| HN Mirror

Y	Hacker News new \| ask \| show \| jobs


	by Manabu-eo 127 days ago
	How likely this problem is already on the training set by now?

4 comments

simonw 127 days ago

If anyone trains a model on https://simonwillison.net/tags/pelican-riding-a-bicycle/ they're going to get some VERY weird looking pelicans.

link

suddenlybananas 127 days ago

Why would they train on that? Why not just hire someone to make a few examples.

link

simonw 127 days ago

I look forward to them trying. I'll know when the pelican riding a bicycle is good but the ocelot riding a skateboard sucks.

link

suddenlybananas 127 days ago

But they could just train on an assortment of animals and vehicles. It's the kind of relatively narrow domain where NNs could reasonably interpolate.

link

simonw 127 days ago

The idea that an AI lab would pay a small army of human artists to create training data for $animal on $transport just to cheat on my stupid benchmark delights me.

link

suddenlybananas 127 days ago

When you're spending trillions on capex, paying a couple of people to make some doodles in SVGs would not be a big expense.

link

dontwannahearit 127 days ago

Would it not be better to have 100 such tests "Pelican on bicycle", "Tiger on stilts"..., and generate them all for every new model but only release a new one each time. That way you could show progression across all models, attempts at benchmaxxing would be more obvious.

Given the crazy money and vying for supremacy among AI companies right now it does seem naive to belive that no attempt at better pelicans on bicycles is being made. You can argue "but I will know because of the quality of ocelots on skateboards" but without a back catalog of ocelots on skateboards to publish its one datapoint and leaves the AI companies with too much plausible deniability.

The pelicans-on-bicycles is a bit of fun for you (and us!) but it has become a measure of the quality of models so its serious business for them.

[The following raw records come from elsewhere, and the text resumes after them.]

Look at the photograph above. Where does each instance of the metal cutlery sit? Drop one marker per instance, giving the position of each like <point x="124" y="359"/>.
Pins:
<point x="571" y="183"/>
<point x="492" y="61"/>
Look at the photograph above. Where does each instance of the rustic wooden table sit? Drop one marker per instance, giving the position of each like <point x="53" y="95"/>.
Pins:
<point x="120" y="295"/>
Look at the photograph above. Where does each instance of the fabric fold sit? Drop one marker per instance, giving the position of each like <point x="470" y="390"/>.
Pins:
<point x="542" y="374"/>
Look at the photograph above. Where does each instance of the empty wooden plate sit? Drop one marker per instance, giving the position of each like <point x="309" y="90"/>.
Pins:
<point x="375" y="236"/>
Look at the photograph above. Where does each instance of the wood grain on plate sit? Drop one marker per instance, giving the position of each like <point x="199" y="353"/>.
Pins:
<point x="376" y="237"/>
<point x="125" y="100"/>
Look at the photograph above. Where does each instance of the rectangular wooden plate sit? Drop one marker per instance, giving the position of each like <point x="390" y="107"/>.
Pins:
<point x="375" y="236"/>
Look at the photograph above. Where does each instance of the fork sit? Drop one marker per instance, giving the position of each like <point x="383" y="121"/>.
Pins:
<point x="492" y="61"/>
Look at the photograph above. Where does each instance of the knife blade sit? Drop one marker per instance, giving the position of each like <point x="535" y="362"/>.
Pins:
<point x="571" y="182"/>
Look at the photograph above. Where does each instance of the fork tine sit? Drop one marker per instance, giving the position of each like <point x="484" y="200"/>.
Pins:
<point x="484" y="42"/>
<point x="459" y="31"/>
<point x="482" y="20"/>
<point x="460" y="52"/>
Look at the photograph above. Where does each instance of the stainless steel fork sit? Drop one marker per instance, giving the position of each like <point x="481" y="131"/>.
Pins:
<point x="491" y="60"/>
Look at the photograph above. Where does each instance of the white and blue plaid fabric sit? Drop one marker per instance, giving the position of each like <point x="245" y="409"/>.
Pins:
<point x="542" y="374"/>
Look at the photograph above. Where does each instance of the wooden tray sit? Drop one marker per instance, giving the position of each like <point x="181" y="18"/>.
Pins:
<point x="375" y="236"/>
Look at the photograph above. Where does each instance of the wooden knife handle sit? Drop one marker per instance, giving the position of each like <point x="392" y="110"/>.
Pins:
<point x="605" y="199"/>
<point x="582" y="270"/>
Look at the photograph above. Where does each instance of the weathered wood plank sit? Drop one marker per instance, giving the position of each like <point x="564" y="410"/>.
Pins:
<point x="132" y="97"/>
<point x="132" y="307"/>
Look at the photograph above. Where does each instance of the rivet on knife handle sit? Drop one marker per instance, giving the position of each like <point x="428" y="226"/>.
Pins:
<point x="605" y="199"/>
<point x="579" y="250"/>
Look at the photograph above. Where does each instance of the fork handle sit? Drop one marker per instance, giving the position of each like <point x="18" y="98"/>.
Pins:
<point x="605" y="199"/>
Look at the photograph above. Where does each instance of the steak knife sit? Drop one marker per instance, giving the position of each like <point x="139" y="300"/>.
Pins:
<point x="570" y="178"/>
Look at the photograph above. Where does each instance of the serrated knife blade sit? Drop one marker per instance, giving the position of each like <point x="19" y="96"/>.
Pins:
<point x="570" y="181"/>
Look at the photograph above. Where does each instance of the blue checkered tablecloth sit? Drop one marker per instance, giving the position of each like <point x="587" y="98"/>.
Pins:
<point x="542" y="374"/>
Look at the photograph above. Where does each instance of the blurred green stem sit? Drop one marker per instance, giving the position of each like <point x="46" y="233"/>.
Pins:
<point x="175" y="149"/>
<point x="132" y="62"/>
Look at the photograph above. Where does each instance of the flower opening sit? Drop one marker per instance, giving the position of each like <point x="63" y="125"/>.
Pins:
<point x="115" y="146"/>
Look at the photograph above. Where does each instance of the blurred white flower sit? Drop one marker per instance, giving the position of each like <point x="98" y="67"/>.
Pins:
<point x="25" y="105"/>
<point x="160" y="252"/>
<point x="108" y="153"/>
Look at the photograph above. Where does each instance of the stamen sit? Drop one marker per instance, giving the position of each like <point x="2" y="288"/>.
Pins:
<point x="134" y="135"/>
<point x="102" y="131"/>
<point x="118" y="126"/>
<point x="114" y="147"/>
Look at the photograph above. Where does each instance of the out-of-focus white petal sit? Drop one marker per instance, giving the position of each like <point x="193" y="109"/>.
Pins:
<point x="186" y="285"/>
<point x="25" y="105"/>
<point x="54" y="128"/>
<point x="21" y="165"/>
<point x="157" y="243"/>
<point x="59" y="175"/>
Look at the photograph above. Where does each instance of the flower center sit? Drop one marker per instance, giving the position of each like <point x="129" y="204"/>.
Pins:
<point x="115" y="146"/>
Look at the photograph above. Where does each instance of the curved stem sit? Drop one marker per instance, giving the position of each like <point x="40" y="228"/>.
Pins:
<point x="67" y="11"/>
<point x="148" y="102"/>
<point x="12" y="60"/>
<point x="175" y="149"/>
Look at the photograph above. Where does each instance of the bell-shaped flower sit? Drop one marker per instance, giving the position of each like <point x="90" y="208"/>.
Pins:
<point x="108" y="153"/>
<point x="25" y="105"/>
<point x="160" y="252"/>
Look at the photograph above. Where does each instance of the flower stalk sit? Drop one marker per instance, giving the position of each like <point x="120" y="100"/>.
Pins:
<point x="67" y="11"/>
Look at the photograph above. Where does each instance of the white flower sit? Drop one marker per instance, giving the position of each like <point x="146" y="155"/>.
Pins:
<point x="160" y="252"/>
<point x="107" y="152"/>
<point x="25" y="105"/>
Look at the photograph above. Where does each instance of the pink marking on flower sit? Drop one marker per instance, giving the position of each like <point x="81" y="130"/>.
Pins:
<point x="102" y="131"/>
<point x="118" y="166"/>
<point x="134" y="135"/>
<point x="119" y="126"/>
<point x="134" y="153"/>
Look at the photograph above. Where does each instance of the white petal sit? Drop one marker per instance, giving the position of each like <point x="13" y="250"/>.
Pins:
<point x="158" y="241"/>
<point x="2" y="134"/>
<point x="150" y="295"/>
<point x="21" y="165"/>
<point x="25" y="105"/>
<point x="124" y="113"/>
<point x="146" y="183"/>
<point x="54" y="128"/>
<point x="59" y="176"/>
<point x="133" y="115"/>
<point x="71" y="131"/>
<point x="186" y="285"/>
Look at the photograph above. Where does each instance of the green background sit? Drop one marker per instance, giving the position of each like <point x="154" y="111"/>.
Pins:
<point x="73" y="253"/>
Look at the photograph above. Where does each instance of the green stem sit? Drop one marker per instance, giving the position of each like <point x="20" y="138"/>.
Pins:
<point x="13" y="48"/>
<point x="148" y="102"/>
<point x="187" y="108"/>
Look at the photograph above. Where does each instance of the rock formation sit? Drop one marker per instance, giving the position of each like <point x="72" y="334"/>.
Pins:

There is an assymetry of incentives and high risk you are being their useful idiot. Sorry to be blunt.

link

Applejinx 127 days ago

Or indeed do the Markov chain conceptual slip. Pelican on bicycle, badger on stool, tiger on acid. Pelican on bicycle is definitely cooked, though: people know it and it's talked about in language.

link

throwup238 127 days ago

For every combination of animal and vehicle? Very unlikely.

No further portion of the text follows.